New method uses structural graphs to fix LLM reasoning collapse in multi-step theorem prediction
Researchers have identified and solved a critical scaling problem in LLM-based theorem prediction called Structural Drift, where in-context learning performance collapses as reasoning depth increases. Using Theorem Precedence Graphs to encode topological dependencies, they achieved 89.29% accuracy on the FormalGeo7k benchmark—matching state-of-the-art supervised approaches without any gradient-based training.
Structural Drift Cripples In-Context Learning for Theorem Prediction
Researchers have identified a fundamental scaling failure in LLM-based automated reasoning: as reasoning depth increases, vanilla in-context learning (ICL) performance degrades sharply, often approaching zero accuracy. The root cause is the model's inability to recover latent topological dependencies between theorem steps, leading to unstructured exploration that compounds error across multi-step proofs.

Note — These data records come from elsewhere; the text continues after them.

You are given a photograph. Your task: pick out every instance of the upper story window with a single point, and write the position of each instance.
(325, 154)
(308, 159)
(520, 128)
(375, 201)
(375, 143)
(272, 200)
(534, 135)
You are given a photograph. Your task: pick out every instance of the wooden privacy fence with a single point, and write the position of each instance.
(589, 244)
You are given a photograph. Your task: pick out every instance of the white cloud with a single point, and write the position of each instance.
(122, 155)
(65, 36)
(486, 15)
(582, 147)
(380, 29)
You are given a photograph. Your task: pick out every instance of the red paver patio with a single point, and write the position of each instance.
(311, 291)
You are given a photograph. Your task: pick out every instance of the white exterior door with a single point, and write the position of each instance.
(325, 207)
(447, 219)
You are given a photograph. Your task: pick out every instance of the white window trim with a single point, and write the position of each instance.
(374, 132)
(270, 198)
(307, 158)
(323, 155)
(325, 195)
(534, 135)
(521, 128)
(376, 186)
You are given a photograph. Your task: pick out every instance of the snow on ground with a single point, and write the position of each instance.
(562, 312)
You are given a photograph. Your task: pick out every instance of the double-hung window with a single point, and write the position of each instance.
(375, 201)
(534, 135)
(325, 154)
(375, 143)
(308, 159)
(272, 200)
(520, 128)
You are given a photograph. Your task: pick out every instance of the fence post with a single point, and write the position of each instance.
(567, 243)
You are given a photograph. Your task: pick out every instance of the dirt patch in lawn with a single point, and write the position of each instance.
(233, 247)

The finding, presented in a new arXiv paper, exposes why existing neural-symbolic approaches relying on supervised parametric models struggle to generalize to evolving theorem libraries—they lack explicit structural constraints that organize the reasoning space.
Theorem Precedence Graphs Impose Topological Order
The proposed solution introduces Theorem Precedence Graphs, a non-parametric method that encodes temporal dependencies from historical solution traces as directed graphs. These graphs impose explicit topological constraints during inference, effectively pruning the search space without requiring any gradient-based optimization.

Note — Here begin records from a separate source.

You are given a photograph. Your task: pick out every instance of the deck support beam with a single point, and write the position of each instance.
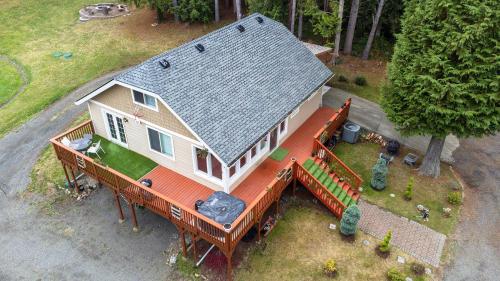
(77, 188)
(66, 174)
(119, 206)
(183, 241)
(134, 217)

The approach couples three components:
- Graph construction: Retrieval-augmented method to build precedence graphs from past solutions
- Structured planning: LLM acts as a planner constrained by topological order
- Symbolic execution: Stepwise verification of predicted steps
This is a training-free method—no fine-tuning or parameter updates needed.

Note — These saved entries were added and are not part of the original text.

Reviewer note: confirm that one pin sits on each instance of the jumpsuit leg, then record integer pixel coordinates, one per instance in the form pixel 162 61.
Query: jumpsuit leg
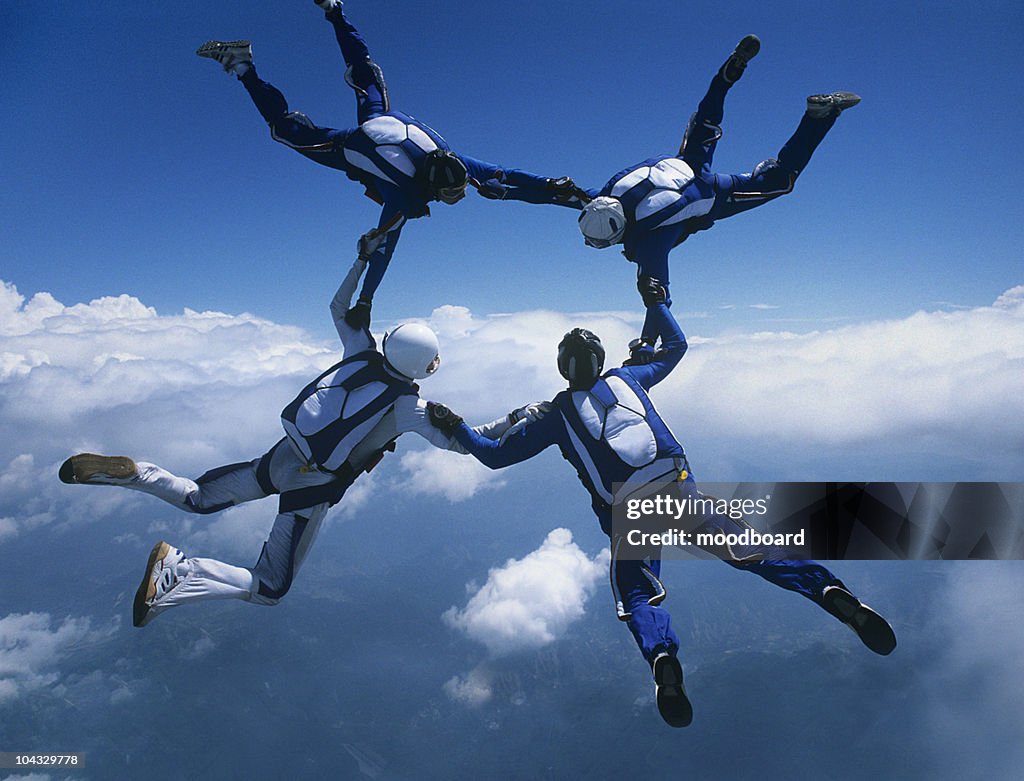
pixel 638 594
pixel 705 128
pixel 291 536
pixel 802 576
pixel 294 129
pixel 770 178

89.29% Accuracy Matches Supervised State-of-the-Art
On the FormalGeo7k benchmark, the method achieved 89.29% accuracy, substantially outperforming in-context learning baselines while matching supervised models trained end-to-end. The results demonstrate that explicit structural priors can compensate for the knowledge gaps that plague purely parametric approaches.
The key insight: LLMs perform better when given explicit constraints that reflect the mathematical structure of the problem, rather than being asked to infer dependencies implicitly from examples.
What This Means
This work addresses a practical bottleneck in automated reasoning systems. As theorem libraries evolve and grow, retraining supervised models becomes expensive. A training-free, structurally-grounded approach offers better generalization. The method suggests that hybrid neural-symbolic systems don't need to learn structure parametrically—encoding it explicitly in the reasoning process itself is more effective. Future work may explore how Theorem Precedence Graphs scale to larger proof spaces and whether similar structural priors apply to other multi-step reasoning tasks beyond theorem proving.